Kanboard Authenticated SQL Injection Vulnerability Allowing Database Dump

An authenticated SQL injection vulnerability has been identified in Kanboard versions prior to 1.2.51. This vulnerability allows attackers with permission to add users to a project to manipulate SQL queries and extract the entire database. The issue arises in the ProjectPermissionController, where the 'external_id_column' POST parameter is not properly validated, enabling SQL injection that can be exploited using tools like SQLMap.

Impact

Exploitation of this vulnerability allows for authenticated SQL injection, with the potential to dump the entire Kanboard database.
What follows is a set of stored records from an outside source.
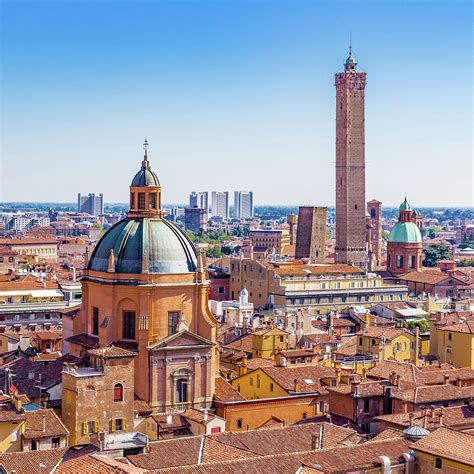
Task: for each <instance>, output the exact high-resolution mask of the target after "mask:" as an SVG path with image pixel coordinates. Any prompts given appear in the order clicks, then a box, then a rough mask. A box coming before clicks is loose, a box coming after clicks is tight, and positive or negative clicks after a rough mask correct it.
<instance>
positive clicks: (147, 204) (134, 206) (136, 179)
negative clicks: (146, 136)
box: [127, 138, 162, 217]
mask: <svg viewBox="0 0 474 474" xmlns="http://www.w3.org/2000/svg"><path fill="white" fill-rule="evenodd" d="M148 148H149V144H148V140H147V139H146V138H145V142H144V143H143V149H144V156H143V161H142V166H141V169H140V171H138V173H137V174H136V175H135V176H134V178H133V180H132V183H131V184H130V210H129V212H128V213H127V217H162V211H161V186H160V181H159V180H158V176H157V175H156V173H154V172H153V171H152V169H151V165H150V161H149V160H148Z"/></svg>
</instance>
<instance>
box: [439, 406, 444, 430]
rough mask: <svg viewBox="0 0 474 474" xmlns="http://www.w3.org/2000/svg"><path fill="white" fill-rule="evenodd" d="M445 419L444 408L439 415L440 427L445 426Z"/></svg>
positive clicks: (441, 409) (442, 409)
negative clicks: (444, 423)
mask: <svg viewBox="0 0 474 474" xmlns="http://www.w3.org/2000/svg"><path fill="white" fill-rule="evenodd" d="M443 417H444V413H443V407H441V410H440V412H439V415H438V424H439V426H443Z"/></svg>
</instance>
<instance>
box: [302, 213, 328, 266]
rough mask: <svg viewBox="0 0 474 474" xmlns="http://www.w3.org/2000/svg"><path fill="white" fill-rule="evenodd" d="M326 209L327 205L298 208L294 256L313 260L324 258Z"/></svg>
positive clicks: (317, 261)
mask: <svg viewBox="0 0 474 474" xmlns="http://www.w3.org/2000/svg"><path fill="white" fill-rule="evenodd" d="M327 211H328V210H327V207H309V206H301V207H300V208H299V213H298V229H297V231H296V250H295V258H309V259H311V260H312V261H315V262H322V261H323V260H324V257H325V248H326V219H327Z"/></svg>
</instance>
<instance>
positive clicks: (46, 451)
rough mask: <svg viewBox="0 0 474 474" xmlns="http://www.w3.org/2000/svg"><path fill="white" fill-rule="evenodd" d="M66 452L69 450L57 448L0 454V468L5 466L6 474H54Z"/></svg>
mask: <svg viewBox="0 0 474 474" xmlns="http://www.w3.org/2000/svg"><path fill="white" fill-rule="evenodd" d="M66 451H67V448H57V449H48V450H45V451H24V452H20V453H6V454H0V466H3V468H4V469H5V470H6V472H12V471H15V472H16V473H17V474H32V473H36V472H41V471H43V472H53V470H54V468H55V467H56V466H57V465H58V464H59V462H60V461H61V459H62V458H63V456H64V455H65V453H66Z"/></svg>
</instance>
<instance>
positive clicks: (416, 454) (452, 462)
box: [414, 449, 474, 474]
mask: <svg viewBox="0 0 474 474" xmlns="http://www.w3.org/2000/svg"><path fill="white" fill-rule="evenodd" d="M414 453H415V457H416V459H417V463H416V470H415V472H416V473H417V474H431V473H433V472H437V473H440V474H444V473H446V474H465V473H474V467H473V466H468V465H467V464H463V463H461V462H457V461H452V460H451V459H446V458H443V457H442V456H433V455H432V454H428V453H424V452H421V451H418V450H416V449H415V450H414ZM436 458H440V459H441V461H442V466H441V469H436V467H435V459H436Z"/></svg>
Additionally, this vulnerability could be chained with privilege escalation by accessing sensitive information, such as an admin user's API key, and using it to modify account roles.

Reproduction

To reproduce this vulnerability, an authenticated user with permission to add users to a project must send a POST request to the 'ProjectPermissionController' with a crafted 'external_id_column' parameter. This parameter can be manipulated to bypass SQL injection protections, allowing the attacker to inject malicious SQL payloads that SQLMap can exploit to extract database information. A Python script is also available to automate the extraction of an admin API key and escalate privileges by changing the attacker's role to admin.

Remediation

Users are advised to update Kanboard to version 1.2.51 or later, where this vulnerability has been patched.